Traditional Chinese Medicine views pain as a congestion of Qi (pronounced- Chee, energy) and/or blood in a given area. By inserting extremely thin, sterilized, and disposable needles into the area of pain as well as distal acupoints on the channel (or energetic pathway) the pain is on, local inflammation can be reduced, tight muscles can be released, and proper nerve conduction can flow. All of these factors will greatly reduce pain perception. Additionally, acupuncture is virtually free of side-effects, safe, and natural.

Acupuncture also causes a release of endorphins into the bloodstream. These natural “pain-killers” reduce the sensation of pain and increase serotonin levels contributing to the emotional health of the patient dealing with the stress of chronic pain.

In 1997, the National Institutes of Health (U.S.) officially recognized acupuncture as an effective treatment for pain. According to the 1997 NIH panel, clinical studies showed that acupuncture therapy is helpful in treating many types of chronic pain, including headaches, menstrual cramps, tennis elbow, fibromyalgia, myofascial pain, osteoarthritis, neck pain, low back pain, and carpal tunnel syndrome.
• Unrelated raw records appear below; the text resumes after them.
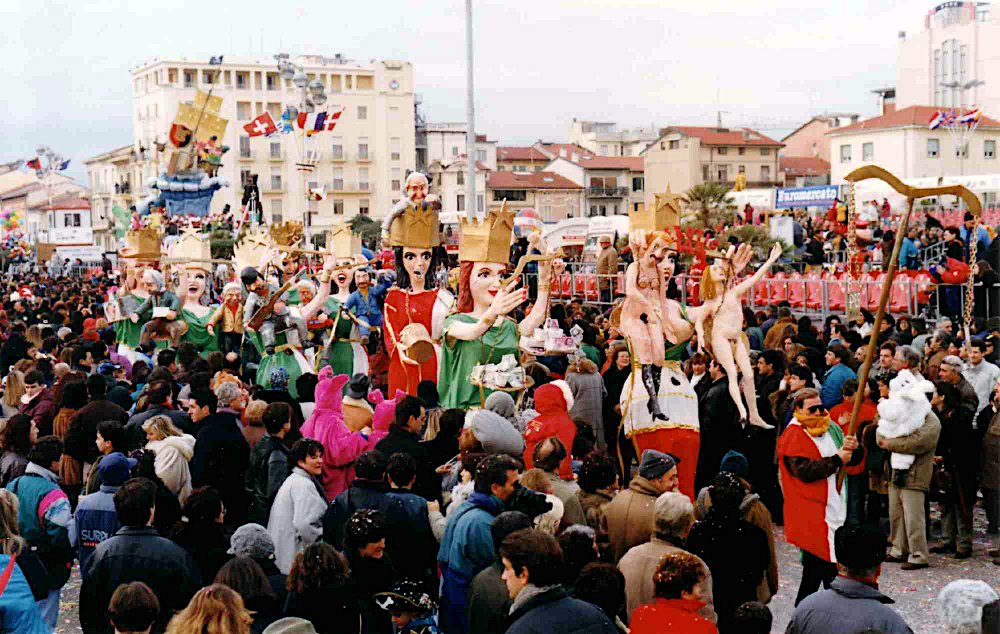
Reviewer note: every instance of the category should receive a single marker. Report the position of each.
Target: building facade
(360, 165)
(605, 139)
(685, 156)
(943, 64)
(902, 143)
(554, 197)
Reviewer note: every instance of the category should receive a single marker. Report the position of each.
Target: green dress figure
(458, 358)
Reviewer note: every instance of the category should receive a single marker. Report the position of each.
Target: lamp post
(311, 94)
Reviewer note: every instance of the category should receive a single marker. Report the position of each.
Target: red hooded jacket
(552, 402)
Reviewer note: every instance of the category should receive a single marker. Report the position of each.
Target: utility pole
(470, 120)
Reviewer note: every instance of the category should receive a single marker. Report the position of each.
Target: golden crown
(252, 248)
(489, 240)
(342, 241)
(416, 227)
(142, 244)
(288, 233)
(193, 250)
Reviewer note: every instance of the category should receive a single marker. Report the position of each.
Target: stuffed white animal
(904, 411)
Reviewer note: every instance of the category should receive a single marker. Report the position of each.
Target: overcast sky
(767, 63)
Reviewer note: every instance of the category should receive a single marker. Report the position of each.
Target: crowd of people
(195, 499)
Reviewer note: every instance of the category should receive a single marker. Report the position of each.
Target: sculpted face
(417, 263)
(484, 283)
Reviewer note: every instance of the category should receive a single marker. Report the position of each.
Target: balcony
(607, 192)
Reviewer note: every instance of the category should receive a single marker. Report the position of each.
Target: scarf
(814, 424)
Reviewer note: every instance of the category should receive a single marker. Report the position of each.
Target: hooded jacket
(172, 456)
(341, 447)
(552, 402)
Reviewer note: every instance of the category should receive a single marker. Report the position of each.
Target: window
(515, 195)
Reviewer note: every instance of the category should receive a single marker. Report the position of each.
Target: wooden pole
(859, 396)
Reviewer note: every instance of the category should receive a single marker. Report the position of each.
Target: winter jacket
(172, 456)
(466, 550)
(553, 401)
(221, 456)
(848, 606)
(80, 440)
(18, 610)
(96, 521)
(922, 444)
(671, 615)
(555, 611)
(45, 521)
(629, 517)
(489, 601)
(296, 519)
(737, 554)
(833, 382)
(136, 553)
(265, 475)
(340, 447)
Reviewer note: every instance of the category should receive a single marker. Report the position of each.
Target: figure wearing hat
(480, 332)
(414, 310)
(344, 350)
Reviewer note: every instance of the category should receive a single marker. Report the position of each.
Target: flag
(262, 125)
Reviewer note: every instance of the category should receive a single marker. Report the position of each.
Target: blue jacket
(367, 309)
(555, 611)
(466, 549)
(18, 610)
(96, 521)
(833, 383)
(848, 606)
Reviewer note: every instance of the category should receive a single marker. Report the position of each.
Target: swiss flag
(263, 125)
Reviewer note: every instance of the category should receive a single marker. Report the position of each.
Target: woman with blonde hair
(217, 609)
(173, 450)
(18, 610)
(13, 390)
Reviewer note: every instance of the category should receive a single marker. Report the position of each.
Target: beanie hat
(735, 463)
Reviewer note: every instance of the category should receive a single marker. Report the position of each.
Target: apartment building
(605, 139)
(685, 156)
(554, 197)
(360, 165)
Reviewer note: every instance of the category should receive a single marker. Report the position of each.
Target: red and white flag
(263, 125)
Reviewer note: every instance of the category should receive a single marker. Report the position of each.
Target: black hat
(406, 596)
(357, 387)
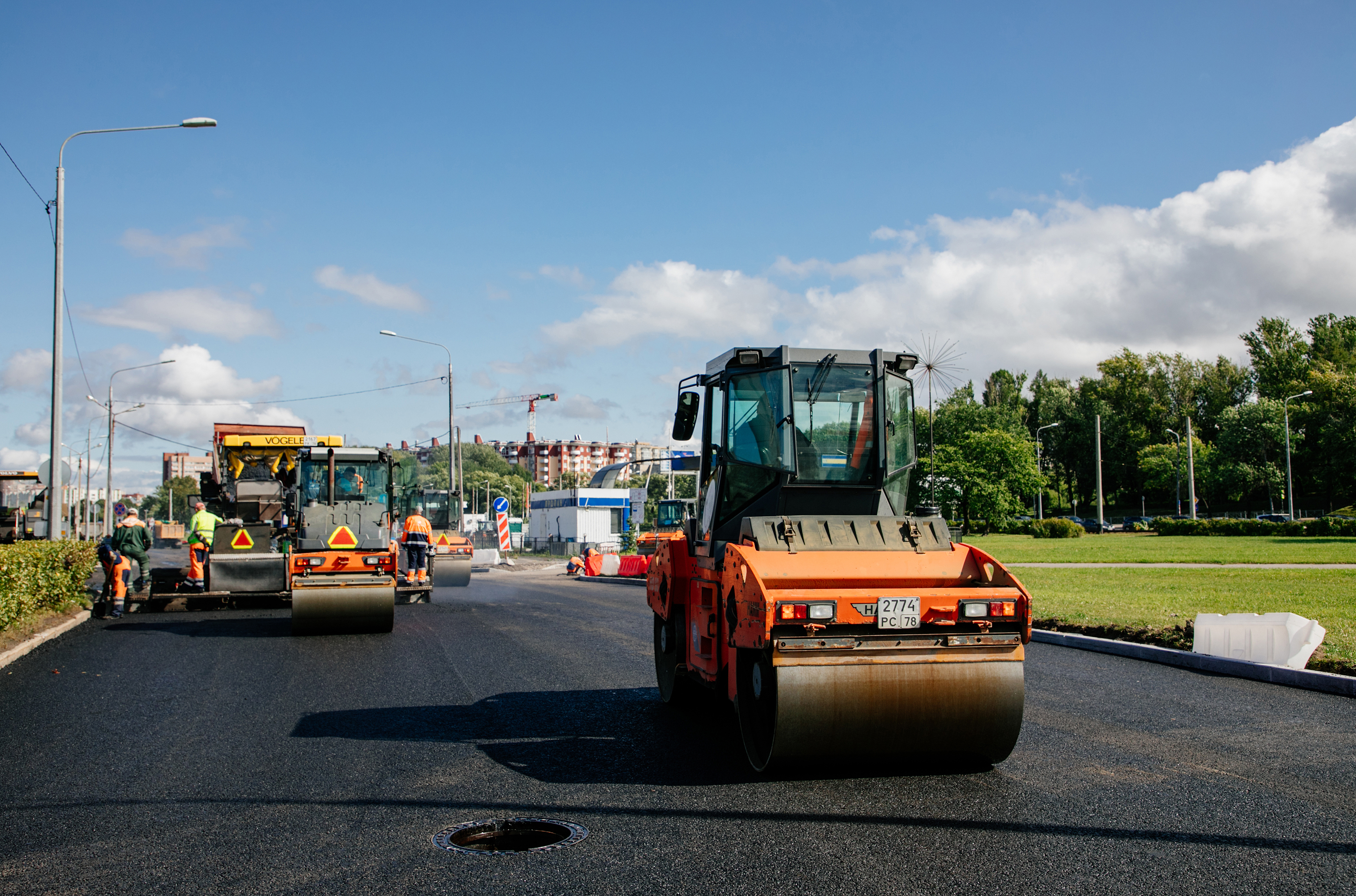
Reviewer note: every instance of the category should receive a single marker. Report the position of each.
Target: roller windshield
(836, 423)
(672, 514)
(354, 482)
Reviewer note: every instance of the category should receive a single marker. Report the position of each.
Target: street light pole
(1178, 469)
(107, 497)
(454, 437)
(59, 282)
(1041, 493)
(1290, 487)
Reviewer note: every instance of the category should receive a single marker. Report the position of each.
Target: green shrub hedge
(1323, 526)
(44, 575)
(1056, 528)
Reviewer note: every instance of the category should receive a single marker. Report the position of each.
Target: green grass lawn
(1150, 548)
(1173, 597)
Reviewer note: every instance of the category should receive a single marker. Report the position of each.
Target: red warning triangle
(342, 537)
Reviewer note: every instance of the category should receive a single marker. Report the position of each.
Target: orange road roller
(837, 623)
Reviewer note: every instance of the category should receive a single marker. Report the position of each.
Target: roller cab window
(836, 423)
(901, 452)
(354, 482)
(759, 427)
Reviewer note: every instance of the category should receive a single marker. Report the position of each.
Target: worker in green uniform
(132, 539)
(202, 526)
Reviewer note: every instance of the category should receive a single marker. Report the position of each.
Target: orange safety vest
(417, 531)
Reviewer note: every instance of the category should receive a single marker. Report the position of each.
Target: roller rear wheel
(673, 686)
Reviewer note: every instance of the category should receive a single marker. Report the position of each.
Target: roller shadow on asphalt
(596, 736)
(249, 628)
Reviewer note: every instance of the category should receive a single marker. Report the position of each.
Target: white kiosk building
(581, 514)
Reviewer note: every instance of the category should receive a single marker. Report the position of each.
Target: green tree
(158, 502)
(989, 475)
(1281, 357)
(1252, 438)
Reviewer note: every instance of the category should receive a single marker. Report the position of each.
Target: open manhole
(502, 837)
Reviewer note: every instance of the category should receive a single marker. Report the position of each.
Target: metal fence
(556, 548)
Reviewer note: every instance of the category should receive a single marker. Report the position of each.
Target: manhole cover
(502, 837)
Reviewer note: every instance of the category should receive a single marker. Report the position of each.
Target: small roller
(344, 605)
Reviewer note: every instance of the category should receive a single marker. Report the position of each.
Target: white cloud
(369, 289)
(581, 407)
(19, 459)
(186, 398)
(169, 314)
(674, 299)
(187, 250)
(27, 371)
(1059, 291)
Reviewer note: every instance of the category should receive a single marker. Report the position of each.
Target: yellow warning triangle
(344, 537)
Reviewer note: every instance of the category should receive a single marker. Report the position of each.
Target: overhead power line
(196, 448)
(45, 204)
(315, 398)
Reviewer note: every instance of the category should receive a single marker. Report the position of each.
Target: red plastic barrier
(634, 566)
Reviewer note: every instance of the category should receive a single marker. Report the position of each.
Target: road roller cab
(342, 567)
(804, 591)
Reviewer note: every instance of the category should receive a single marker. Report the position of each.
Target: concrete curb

Western Medical Treatment for Pain:

  • OTC Medications: Nonsteroidal anti-inflammatory drugs including aspirin, ibuprofen, naproxen, ketoprofen, and acetaminophen. When used long term, these medications can cause gastric irritation and liver damage.
  • Heat/Cold Therapy: Hot packs, heat lamps, hot packs or warm baths are used to relax tight muscles. Ice and cold packs numb and relieve pain and swelling in inflamed areas.
  • Prescription Medications: Provide stronger pain relief than OTC medications but have a higher risk for addiction. Some have harmful side-effects and all are dangerous when combined with alcohol.
  • Prescription Antidepressants: Used with patients who report a decrease in pain with an increase in mood. Side effects are common as well as addiction and withdrawal symptoms.
  • Psychological Treatment: Psychoanalysis and other forms of psychotherapy, relaxation training, meditation, hypnosis, biofeedback and behavior modification. These treatments empower patients to alter their perceptions of pain without dependence on medication.
  • Local Electrical Stimulation: Application of brief pulses of electricity to nerve endings under the skin. This procedure blocks pain messages to the brain and modifies pain perception.
  • Nerve Blocks and Local Anesthetic Injections: A local injection into the area of pain. Can provide a few months of pain relief.
  • Complications and side effects are severe and potentially life-threatening.
  • Surgery: Not often used to treat chronic pain. Surgery may provide pain relief, but it also may permanently damage the ability to perceive other sensations, such as light touch and temperature changes. It can also cause a different pain to occur.